At the same time, the prices for business-to-consumer email lists fell 21.57% to $80 per thousand from $102 per thousand last year, making it the lowest priced list category.

“I attribute this to the fact that more and more data sources are coming from many private database response lists,” he says.

The highest priced category was international permission-based email at $403 per thousand, which fell 0.74% from $406 per thousand in the prior year.

Tesi notes that much international direct marketing activity is shifting away from Asia and to Latin America and even to Europe to some extent, despite economic trouble there. This movement began taking place six to nine months ago.

Despite this trend, some marketers are making exploratory efforts to direct market in China while holding back on trying other countries like Russia which still have restrictions on direct mail, says Tesi.

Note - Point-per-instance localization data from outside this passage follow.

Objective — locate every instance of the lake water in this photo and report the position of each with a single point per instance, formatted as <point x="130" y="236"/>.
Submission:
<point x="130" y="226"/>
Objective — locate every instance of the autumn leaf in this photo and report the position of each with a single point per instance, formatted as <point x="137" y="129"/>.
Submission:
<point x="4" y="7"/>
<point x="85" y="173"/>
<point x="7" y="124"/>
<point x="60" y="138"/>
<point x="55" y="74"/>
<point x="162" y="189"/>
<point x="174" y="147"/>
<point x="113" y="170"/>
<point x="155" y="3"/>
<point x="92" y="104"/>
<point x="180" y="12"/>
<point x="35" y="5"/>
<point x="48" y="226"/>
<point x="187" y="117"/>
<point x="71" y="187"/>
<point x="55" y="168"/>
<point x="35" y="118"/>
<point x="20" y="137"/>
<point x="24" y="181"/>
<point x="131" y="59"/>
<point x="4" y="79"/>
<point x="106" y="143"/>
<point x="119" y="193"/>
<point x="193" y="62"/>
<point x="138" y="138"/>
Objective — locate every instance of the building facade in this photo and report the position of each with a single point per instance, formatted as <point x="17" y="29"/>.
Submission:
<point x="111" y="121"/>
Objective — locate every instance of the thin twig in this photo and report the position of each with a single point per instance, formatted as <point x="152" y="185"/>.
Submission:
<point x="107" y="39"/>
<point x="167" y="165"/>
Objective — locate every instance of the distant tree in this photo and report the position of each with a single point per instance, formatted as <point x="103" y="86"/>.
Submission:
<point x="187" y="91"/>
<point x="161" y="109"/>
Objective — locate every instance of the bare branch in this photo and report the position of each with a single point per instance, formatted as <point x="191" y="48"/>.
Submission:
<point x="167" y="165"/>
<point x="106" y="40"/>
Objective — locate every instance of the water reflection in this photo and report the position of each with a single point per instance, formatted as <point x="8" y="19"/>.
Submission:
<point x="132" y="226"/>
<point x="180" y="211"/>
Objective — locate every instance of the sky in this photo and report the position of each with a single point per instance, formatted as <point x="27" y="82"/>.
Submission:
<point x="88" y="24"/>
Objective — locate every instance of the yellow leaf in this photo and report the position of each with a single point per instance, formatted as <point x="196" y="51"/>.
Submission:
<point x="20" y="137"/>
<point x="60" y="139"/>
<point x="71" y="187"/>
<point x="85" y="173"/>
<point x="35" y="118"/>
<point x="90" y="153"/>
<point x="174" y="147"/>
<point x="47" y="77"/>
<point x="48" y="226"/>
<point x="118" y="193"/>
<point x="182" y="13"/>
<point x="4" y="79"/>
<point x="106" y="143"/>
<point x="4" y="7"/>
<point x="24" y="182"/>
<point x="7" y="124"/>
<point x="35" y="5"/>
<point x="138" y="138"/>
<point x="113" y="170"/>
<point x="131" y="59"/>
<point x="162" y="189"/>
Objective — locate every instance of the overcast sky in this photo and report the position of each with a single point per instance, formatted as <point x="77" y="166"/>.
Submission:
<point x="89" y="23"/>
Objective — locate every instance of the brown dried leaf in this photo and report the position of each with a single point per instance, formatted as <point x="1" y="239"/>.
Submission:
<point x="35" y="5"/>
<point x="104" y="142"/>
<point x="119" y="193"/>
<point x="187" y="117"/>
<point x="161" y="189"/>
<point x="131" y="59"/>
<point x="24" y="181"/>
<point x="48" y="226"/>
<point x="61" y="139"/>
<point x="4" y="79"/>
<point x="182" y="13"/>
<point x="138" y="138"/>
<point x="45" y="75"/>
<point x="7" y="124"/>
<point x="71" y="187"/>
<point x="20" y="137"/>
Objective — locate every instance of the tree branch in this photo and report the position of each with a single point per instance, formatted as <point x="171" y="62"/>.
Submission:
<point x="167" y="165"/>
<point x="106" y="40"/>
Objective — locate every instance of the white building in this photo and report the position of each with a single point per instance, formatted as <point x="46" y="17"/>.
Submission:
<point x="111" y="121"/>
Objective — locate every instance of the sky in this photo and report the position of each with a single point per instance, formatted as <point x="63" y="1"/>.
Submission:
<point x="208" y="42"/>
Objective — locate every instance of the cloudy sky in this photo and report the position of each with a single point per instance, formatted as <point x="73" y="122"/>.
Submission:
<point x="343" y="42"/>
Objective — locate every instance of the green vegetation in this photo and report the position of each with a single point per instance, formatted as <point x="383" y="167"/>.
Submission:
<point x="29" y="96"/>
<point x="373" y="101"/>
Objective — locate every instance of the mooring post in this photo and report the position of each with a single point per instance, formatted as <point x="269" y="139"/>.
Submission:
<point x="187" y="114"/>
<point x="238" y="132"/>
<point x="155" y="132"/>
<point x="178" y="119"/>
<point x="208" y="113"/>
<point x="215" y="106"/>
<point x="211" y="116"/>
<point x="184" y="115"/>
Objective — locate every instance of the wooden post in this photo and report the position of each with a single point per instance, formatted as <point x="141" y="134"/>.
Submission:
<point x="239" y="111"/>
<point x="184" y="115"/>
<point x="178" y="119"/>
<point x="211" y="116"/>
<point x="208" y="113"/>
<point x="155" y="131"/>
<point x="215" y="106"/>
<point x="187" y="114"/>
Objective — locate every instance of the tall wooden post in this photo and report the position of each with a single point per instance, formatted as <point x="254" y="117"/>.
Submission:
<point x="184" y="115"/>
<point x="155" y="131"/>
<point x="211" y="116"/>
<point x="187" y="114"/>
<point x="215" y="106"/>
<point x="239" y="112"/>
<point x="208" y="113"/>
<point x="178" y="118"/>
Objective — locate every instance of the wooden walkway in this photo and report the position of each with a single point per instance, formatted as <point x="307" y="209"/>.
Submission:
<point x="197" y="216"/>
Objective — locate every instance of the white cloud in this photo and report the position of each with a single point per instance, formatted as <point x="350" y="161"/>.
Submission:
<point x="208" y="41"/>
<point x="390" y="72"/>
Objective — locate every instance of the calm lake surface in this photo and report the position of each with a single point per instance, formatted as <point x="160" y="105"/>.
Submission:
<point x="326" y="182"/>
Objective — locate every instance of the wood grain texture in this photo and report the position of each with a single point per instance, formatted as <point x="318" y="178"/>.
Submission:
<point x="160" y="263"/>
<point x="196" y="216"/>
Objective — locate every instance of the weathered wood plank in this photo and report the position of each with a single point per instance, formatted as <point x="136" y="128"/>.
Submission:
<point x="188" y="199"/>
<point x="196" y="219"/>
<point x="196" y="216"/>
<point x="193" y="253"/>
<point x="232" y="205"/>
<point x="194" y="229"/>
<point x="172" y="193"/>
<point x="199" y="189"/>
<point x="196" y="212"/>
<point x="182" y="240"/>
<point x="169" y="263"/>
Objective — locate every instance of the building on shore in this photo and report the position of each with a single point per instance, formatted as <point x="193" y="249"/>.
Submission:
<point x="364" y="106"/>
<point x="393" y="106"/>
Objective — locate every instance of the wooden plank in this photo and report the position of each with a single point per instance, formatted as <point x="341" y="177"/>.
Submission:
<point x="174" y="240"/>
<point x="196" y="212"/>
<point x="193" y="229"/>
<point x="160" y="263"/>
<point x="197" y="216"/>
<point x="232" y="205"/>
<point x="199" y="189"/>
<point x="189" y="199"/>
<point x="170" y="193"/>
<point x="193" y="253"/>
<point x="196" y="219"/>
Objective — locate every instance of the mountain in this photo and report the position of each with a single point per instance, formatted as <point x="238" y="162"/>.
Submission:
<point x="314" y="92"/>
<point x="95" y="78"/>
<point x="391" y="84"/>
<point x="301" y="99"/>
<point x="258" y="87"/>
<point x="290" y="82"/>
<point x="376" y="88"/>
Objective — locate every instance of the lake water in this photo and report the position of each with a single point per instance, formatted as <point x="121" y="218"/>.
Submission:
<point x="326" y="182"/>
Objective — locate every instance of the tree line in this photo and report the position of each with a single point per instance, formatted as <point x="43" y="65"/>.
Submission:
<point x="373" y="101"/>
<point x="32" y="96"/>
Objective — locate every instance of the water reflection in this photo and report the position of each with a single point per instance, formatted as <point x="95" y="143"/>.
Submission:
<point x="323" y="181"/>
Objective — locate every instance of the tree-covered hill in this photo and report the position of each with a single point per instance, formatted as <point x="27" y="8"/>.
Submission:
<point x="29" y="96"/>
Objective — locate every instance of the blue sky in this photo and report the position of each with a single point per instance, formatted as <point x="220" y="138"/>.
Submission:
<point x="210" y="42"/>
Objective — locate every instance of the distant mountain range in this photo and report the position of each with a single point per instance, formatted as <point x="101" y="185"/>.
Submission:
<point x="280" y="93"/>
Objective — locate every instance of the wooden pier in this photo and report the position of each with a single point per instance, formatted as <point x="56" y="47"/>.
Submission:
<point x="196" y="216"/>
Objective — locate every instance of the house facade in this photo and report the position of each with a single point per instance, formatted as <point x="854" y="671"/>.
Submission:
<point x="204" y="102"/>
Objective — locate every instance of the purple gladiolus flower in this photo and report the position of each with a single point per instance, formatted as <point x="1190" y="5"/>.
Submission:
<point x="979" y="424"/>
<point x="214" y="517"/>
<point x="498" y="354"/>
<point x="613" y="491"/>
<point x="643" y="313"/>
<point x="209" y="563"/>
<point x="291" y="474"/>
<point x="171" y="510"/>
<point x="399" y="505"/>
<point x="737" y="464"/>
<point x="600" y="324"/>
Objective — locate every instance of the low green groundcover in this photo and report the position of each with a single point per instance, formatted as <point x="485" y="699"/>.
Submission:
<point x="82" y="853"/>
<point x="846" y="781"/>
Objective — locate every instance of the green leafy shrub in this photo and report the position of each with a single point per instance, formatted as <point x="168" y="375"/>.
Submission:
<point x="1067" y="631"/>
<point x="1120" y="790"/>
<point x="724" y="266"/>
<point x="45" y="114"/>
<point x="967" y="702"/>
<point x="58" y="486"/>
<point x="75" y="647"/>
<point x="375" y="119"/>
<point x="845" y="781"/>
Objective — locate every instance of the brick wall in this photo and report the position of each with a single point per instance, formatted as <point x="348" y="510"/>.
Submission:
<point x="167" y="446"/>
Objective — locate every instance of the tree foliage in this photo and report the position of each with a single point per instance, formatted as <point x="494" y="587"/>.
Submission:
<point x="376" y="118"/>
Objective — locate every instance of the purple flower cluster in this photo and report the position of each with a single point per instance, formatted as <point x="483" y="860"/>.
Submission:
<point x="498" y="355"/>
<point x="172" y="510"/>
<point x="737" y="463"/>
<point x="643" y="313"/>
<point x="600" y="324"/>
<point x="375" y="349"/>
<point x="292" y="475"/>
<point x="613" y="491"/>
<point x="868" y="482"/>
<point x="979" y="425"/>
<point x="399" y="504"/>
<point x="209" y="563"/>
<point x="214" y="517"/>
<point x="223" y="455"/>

The list category with the highest price increase was donors, which rose 2.41% to $85 per thousand from $83 per thousand from Jan. 2011.

This may presage an increase in the prices of political lists which are expected to rise this year as mailings for Presidential and other candidates go up, says Tesi, noting that it’s too early to tell now what prices those files might command.

The political category was not broken out from those of other donor groups.

Four other categories saw $1 per thousand price increases: books and compact discs ($111 per thousand); business merchandise buyers ($115 per thousand), consumer magazines ($93 per thousand and public sector ($171 per thousand).

Despite the massive growth of mobile marketing and social media, privacy restrictions continue to make lists from those sources unavailable.